Marx invokes the phrase “turning point” no less than three times, twice in the letter and once in the declaration, but what exactly does it entail? He plainly defines it in his letter:
A turning point out of this crisis is, in my opinion, only possible if we take a ‘synodal path,’ a path which actually enables a ‘discernment of spirits’ as you have repeatedly emphasized and reiterated in your letter to the Church in Germany.
Remember, regardless of exactly who had a hand in writing this letter, one thing is entirely certain; Jorge Bergoglio wanted it, and the declaration, published, and that includes their passionate defense of the so-called “synodal path,” which is being presented in the letter as a valid expression of, if you will allow, Bergoglian spirituality.

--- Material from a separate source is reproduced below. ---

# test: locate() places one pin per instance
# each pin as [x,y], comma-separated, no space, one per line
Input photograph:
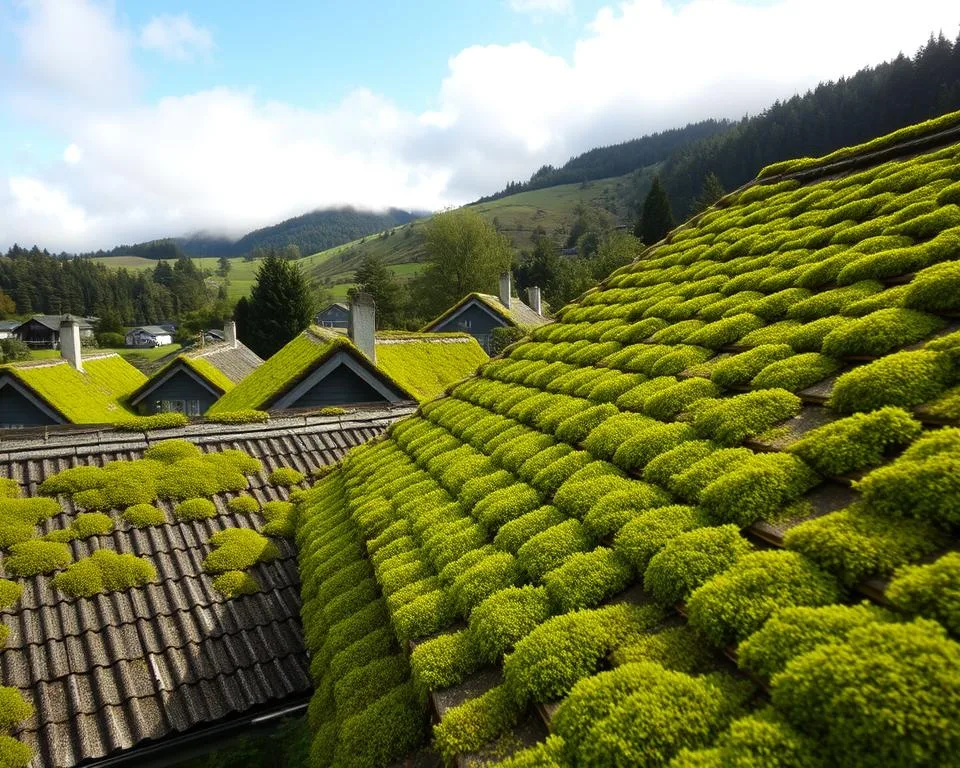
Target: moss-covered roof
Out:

The most important takeaway is simply this: Francis evidently agrees.
Also deserving of attention is Marx’s statement in the declaration saying that he was asked by a journalist “whether one of the bishops had taken responsibility and offered his resignation in light of the presentation of the survey [on the sex abuse crisis].”
“I replied to this question with: ‘No,'” Marx writes, “and also in this case I have increasingly felt afterwards that this question cannot just be set aside.”
In other words, pressure must be put on other bishops in the German conciliar episcopacy to resign as well!
This is aimed, first and foremost, at those who are not on board with the blessing of homo-sex and the synodal path. If a few proponents of Operation Turning Point fall in the process, no matter, the mission will go on.
The way in which this production has been crafted, one must admit, is brilliant since it puts the modernists in a win-win position.
If he accepts Marx’s resignation, Bergoglio will be hailed for his leadership in ridding the Church of episcopal miscreants. Doing so, however, also amounts to his agreement with Marx and the case he put forth in the letter. In other words, accepting the resignation is like saying, “You are correct, you must go for the reasons given,” reasons that serve as justification for implementing the synodal path.
If he fails to accept the resignation, which I think rather unlikely, Bergoglio will most certainly be criticized, but the leader of the synodal path will remain in his place of influence to carry the agenda forward.
In whichever way this thing plays out, the winner has already been decided; it’s the synodal path. So too is it clear who the losers are, namely, the poor souls who continue to believe that the institution led by the likes of Marx and Bergoglio is the Catholic Church.